Iya Ousmanou (Imam) : «Ça fait moins de dépense»

Pour limiter la propagation du coronavirus au Cameroun, les familles n’ont pas accès au corps de leurs proches. Qui sont enterrés dans les cimetières.

Lorsqu’on est musulman, que l’on soit dignitaire ou simple pratiquant, on est enterré là où on décède. Chez nous les musulmans, on ne connaît pas l’acte de déplacer le corps d’un lieu à un autre. Il y a une exception, dans le cas où une autorité meurt par exemple dans un pays tierce et qu’il n’y a pas la possibilité qu’il y soit enterré selon les rites islamiques. Maintenant il y a le musulman du Sud, de l’Est ou de l’Ouest, le musulman nordiste et le non musulman qui est du Nord. Dans la tradition Moundang ou Toupouri, il faut ramener le corps au Nord, au cas contraire, les ancêtres ne seront pas contents. Dans la tradition musulmane, on n’a pas cette considération. C’est certes pathétique parce que les gens n’étaient pas habitués à ce que les corps soient enterrés de façon aussi rapide. Mais pour nous, c’est normal. Nous sommes habitués et ça fait moins de dépense. Nous nous réjouissons d’ailleurs parce que le fait de vite enterrer les morts du covid, évite aux familles les cotisations, les dépenses pour le voyage, la confection des programmes. Dans le Coran, Dieu dit que nulle ne connait la terre où il va mourir.

Bienvenue Ngamba (Notable) : «On enterrait nos morts à Douala»

Pour limiter la propagation du coronavirus au Cameroun, les familles n’ont pas accès au corps de leurs proches. Qui sont enterrés dans les cimetières.

 

Je suis né à Douala il y a plus d’une soixantaine d’années. Mon père est mort quand j’avais 13 ans. Il a été enterré au cimetière de New-Bell. Il y a deux façons d’enterrer quelqu’un hors de chez lui. Vous pouvez prendre une pierre avec laquelle vous cogner la tête du défunt quand on nettoie son corps à la morgue. Cette pierre que vous ramenez au village représente sa tête. Au cas contraire, deux ou trois jours après l’enterrement, préparer la poudre de maïs, que vous pilez avec de l’huile rouge et des légumes. Vous versez le mélange sur la tombe au cimetière. Les fourmis vont se ruer dessus pour déguster et vous allez emporter une partie de la terre au village. C’est signe que vous avez amené la tête du défunt. Dans le cas contraire, vous revenez, des années après déterrer le corps, avec l’autorisation des autorités locales pour le transfert du corps.  Je suis notable.
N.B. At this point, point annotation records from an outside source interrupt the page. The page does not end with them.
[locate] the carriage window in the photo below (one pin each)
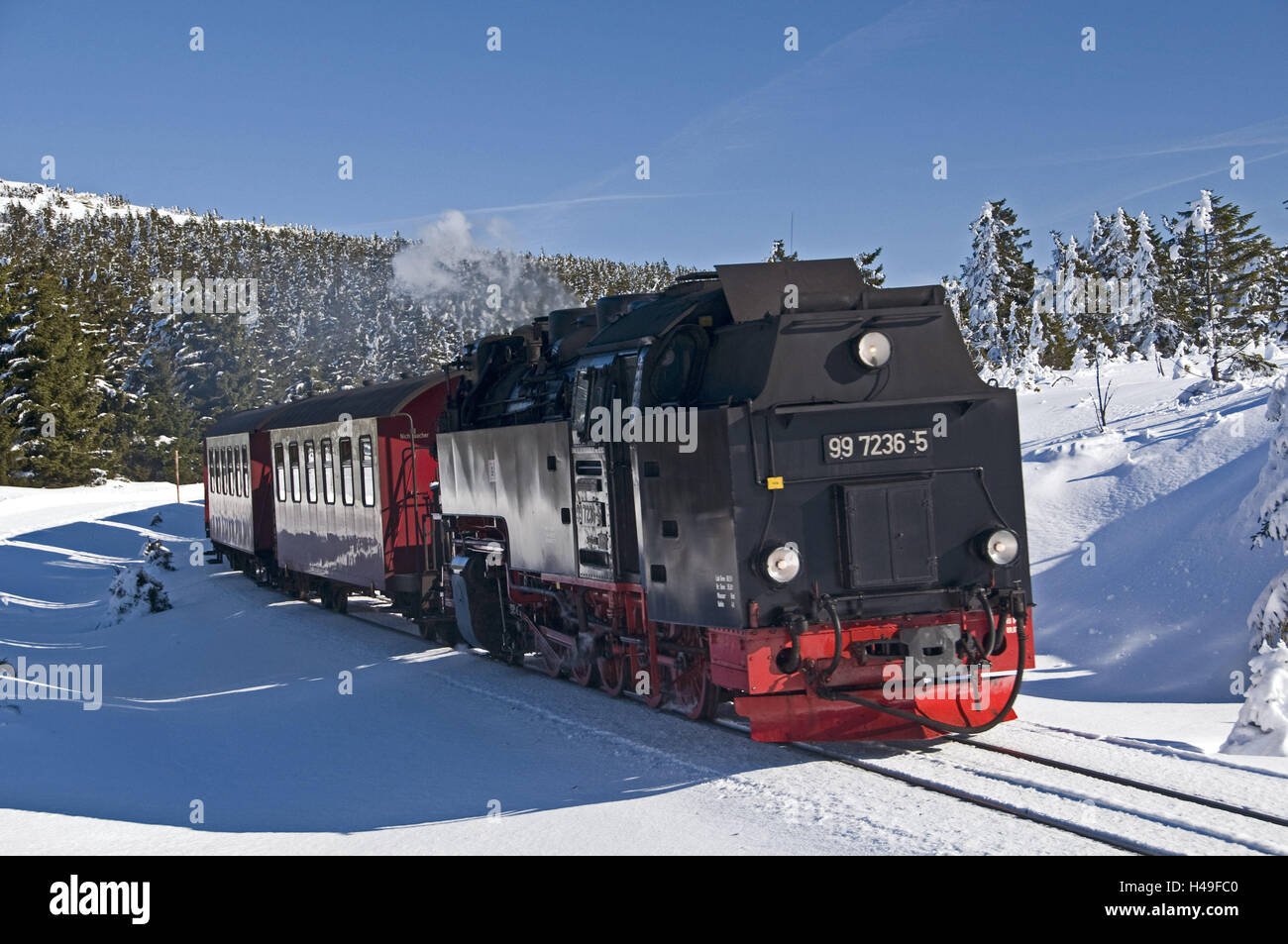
(310, 472)
(279, 472)
(369, 472)
(327, 472)
(347, 471)
(292, 454)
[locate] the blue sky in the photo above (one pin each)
(537, 142)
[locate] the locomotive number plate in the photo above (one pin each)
(850, 447)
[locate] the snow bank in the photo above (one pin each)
(137, 590)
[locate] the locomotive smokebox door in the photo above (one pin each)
(478, 603)
(888, 533)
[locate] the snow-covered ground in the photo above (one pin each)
(226, 724)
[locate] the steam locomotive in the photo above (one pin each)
(772, 483)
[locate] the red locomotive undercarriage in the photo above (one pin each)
(697, 668)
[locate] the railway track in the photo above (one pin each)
(1120, 809)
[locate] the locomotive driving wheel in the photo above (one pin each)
(584, 672)
(612, 674)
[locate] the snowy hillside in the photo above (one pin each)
(75, 205)
(224, 726)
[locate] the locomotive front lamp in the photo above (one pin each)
(784, 563)
(1001, 546)
(872, 349)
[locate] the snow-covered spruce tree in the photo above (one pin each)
(1218, 258)
(953, 296)
(1153, 330)
(870, 269)
(778, 254)
(1060, 300)
(1115, 266)
(1269, 501)
(999, 282)
(50, 372)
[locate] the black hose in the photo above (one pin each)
(836, 630)
(990, 640)
(793, 661)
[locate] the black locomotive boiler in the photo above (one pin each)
(772, 481)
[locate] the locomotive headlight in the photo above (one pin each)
(1001, 546)
(872, 349)
(784, 563)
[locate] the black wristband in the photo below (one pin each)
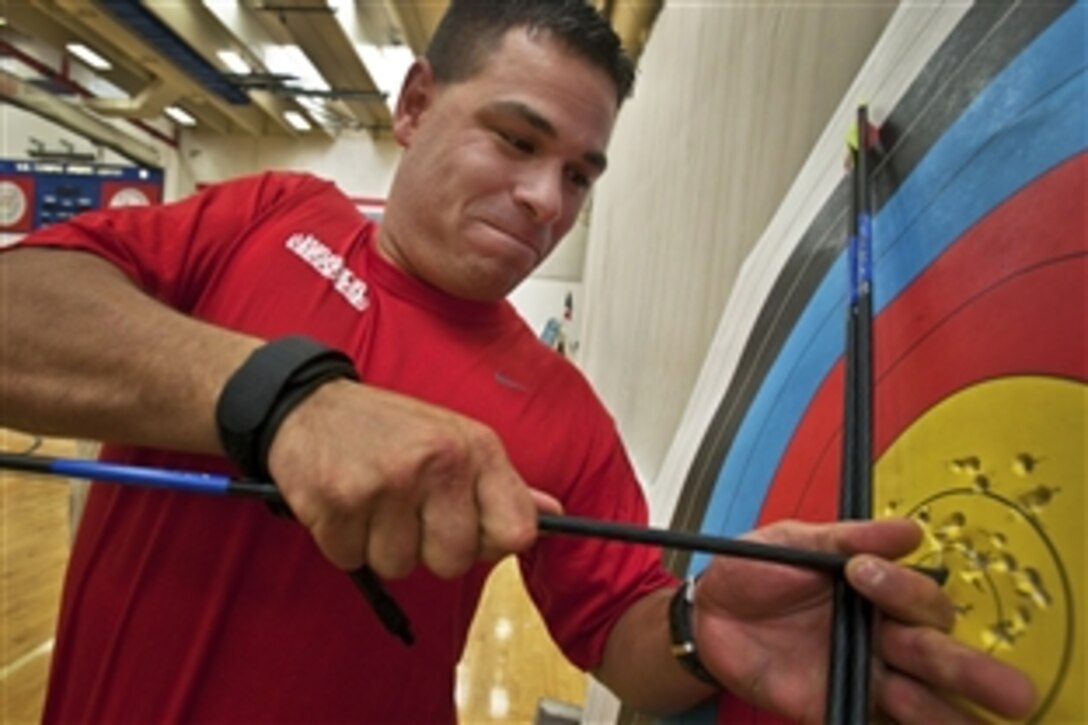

S’il m’arrive de casser ma pipe ici, je vais être enterré ici, à condition que l’une des trois conditions suscitées soit remplie. A l’époque du maquis, de 1958 à 1969, plusieurs dignitaires de l’Ouest ont été enterrés à Douala. On enterrait nos morts à Douala puisqu’il fallait un laissez-passer pour aller à l’Ouest. On les enterrait et on procédait aux rites que je vous ai expliqués.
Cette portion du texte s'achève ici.